The mind cranks away on thoughts that we’ve thought before, or on things that we fear but will never happen, or it’ll just happily churn away on things that are completely inconsequential for our well-being, relationships, growth, and indeed: sales.
Meanwhile, our activities consist of a wildly diverse set, most of which do absolutely zero to advance our personal evolution: from mindlessly scrolling through a Facebook feed, to talking with people who gain nothing from it and neither do you, to organising or cleaning stuff just because it gives a fake sense of achievement.
Or, like my manicure, who almost weekly tells me that she spent the weekend ironing. I guess… if it makes her happy…
Problem is, we think that as long as we’re doing something, stuff is happening. And if we’re ‘not working’, we’re resting.
But doing nothing in particular is not the same as resting — not to your subconscious, which is probably very eager for some actual recovery time.
And doing whatever keeps us busy is clearly not the same as getting stuff done.
It helps to have clear lines and hard boundaries.
Rest is rest, and work is work, which replenishes your energy much faster than the pseudo-rest of procrastination.
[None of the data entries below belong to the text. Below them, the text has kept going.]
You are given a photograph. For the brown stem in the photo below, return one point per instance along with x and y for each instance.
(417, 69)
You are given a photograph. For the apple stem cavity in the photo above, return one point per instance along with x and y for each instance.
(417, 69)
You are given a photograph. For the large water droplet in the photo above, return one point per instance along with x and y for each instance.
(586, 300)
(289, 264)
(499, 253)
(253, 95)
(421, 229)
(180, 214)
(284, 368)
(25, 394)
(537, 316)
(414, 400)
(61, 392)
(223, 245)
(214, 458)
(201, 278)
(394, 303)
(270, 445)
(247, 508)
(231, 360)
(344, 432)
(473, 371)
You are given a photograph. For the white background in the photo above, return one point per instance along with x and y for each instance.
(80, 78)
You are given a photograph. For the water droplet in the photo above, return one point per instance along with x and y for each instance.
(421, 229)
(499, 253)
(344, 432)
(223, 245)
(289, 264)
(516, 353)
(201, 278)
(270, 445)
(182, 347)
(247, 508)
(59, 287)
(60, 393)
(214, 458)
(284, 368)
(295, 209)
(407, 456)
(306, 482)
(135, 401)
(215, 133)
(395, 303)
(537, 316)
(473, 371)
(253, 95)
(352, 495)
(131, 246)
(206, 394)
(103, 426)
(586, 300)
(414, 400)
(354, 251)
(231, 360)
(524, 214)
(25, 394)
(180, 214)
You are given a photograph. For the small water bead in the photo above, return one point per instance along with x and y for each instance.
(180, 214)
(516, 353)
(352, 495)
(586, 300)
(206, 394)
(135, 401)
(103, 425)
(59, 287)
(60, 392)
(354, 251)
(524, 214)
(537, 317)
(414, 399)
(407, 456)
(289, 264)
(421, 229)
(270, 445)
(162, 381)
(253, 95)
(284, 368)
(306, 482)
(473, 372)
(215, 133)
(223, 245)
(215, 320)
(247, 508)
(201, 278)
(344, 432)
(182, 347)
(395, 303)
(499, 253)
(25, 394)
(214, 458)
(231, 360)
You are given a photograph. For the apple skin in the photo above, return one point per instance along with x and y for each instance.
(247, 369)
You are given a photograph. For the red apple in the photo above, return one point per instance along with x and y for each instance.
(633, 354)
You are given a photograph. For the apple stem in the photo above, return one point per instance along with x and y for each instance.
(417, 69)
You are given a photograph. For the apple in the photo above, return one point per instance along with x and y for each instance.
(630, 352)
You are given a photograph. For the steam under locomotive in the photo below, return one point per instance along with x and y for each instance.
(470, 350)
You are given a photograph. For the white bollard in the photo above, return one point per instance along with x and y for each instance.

And as for work, it’s good to demarcate and prioritise there as well:
There’s busywork, the day-to-day activities, and then there’s the kind of work that moves the needle. These are the growth-driving activities that over time build up to results, sales, growth, and revenue.
What’s that you say? You’re always short of time, for doing those GDA’s?
That’s because, very likely, you spend too much time doing things that you didn’t plan, and didn’t define as the important stuff that gets results.
And that is how you get to constantly feel busy, see little result for it, and feel overwhelmed, frustrated and inadequate.
Say no. Decide against automatic, ho-hum activities, and prioritise prioritisation (Yes, I meant to write that).
Decide what’s most important, give it priority, go do it, and only then go back to taking care of routine chores.
If something important deserves to get done, it deserves to get priority, don’t you agree?